What has happened is that, probably for the first time in my life, I am satisfied. With that satisfaction I have let go of much of my anger, and am not jealous of what other people have. In the grand scheme of things, the things that satisfy me are, for the most part, not really all that important but at the same time they are.
I have found satisfaction in being able to get dressed before noon, or if I can make a nice meal for my family. Having a conversation with my daughter, or getting my blog done for the day. I am satisfied when I have a good mental health day, or if I can keep from freaking out during a stressful situation.
Bad days are not really all that bad anymore, because I can find something about that day to be satisfied with. I do not look at things as being fair or unfair anymore. I do not sit around and ask “Why me?” I do not look at what other people have and wonder why they have it better than I do.
This does not mean I am this happy and perky person everyday. It means I am satisfied. My internal dialogue is one that does not put me down, or tell me that I am not adequate. Instead it tells me that I did a good job, or that I did accomplish something. It leaves me with a pleasant feeling at the end of the day.
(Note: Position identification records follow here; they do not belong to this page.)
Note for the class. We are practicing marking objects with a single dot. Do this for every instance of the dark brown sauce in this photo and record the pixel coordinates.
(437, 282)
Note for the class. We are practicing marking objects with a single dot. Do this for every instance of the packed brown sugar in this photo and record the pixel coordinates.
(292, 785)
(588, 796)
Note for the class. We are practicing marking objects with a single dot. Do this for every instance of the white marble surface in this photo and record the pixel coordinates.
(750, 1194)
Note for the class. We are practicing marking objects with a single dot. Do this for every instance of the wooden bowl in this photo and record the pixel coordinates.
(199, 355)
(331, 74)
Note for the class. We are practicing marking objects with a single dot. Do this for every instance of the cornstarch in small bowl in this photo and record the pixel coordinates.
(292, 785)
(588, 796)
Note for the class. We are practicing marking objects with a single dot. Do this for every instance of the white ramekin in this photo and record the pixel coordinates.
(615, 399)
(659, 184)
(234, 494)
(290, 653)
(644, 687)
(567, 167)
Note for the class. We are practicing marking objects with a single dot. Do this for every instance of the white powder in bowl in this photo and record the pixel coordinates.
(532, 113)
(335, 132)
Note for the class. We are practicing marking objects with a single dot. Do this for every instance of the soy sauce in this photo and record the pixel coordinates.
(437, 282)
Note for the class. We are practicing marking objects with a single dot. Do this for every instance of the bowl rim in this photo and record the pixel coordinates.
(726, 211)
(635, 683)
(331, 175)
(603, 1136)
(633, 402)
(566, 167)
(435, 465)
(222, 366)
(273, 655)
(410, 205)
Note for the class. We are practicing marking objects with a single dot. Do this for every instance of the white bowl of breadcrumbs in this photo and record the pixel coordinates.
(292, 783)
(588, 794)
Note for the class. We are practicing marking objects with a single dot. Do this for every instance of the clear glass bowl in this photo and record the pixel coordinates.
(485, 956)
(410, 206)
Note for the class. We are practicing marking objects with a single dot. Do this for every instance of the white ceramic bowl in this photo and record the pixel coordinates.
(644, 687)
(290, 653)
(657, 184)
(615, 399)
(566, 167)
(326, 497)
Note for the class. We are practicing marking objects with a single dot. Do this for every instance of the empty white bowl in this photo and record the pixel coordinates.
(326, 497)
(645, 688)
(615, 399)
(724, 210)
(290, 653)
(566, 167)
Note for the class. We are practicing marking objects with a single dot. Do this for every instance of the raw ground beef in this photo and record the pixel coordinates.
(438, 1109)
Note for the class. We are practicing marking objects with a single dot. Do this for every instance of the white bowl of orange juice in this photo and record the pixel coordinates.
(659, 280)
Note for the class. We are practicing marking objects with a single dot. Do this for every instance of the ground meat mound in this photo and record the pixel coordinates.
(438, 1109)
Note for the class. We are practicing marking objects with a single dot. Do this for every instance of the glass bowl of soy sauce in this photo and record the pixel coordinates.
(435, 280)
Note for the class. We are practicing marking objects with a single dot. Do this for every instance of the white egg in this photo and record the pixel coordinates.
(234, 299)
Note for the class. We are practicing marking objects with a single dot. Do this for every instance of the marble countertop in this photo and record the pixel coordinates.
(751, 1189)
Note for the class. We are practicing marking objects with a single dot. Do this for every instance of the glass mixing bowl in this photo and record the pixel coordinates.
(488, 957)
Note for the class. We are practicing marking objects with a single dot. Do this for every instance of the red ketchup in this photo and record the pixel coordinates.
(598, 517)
I enjoy the measure of peace that being satisfied has given me. I feel less stressed. I feel better about myself. I enjoy being around other people more than I used to. It is like my soul is quieter, and calmer and not as bone weary as it was when I tried to kill myself.
Being satisfied does not mean that life will not be hard at times, nor does it mean that I will always be in a good mood. It really just means a peacefulness that goes all the way through me, fills me up, and flows into my soul. It gives me an inner strength and confidence, that I have lacked for most of my life. It just plain feels good to be satisfied.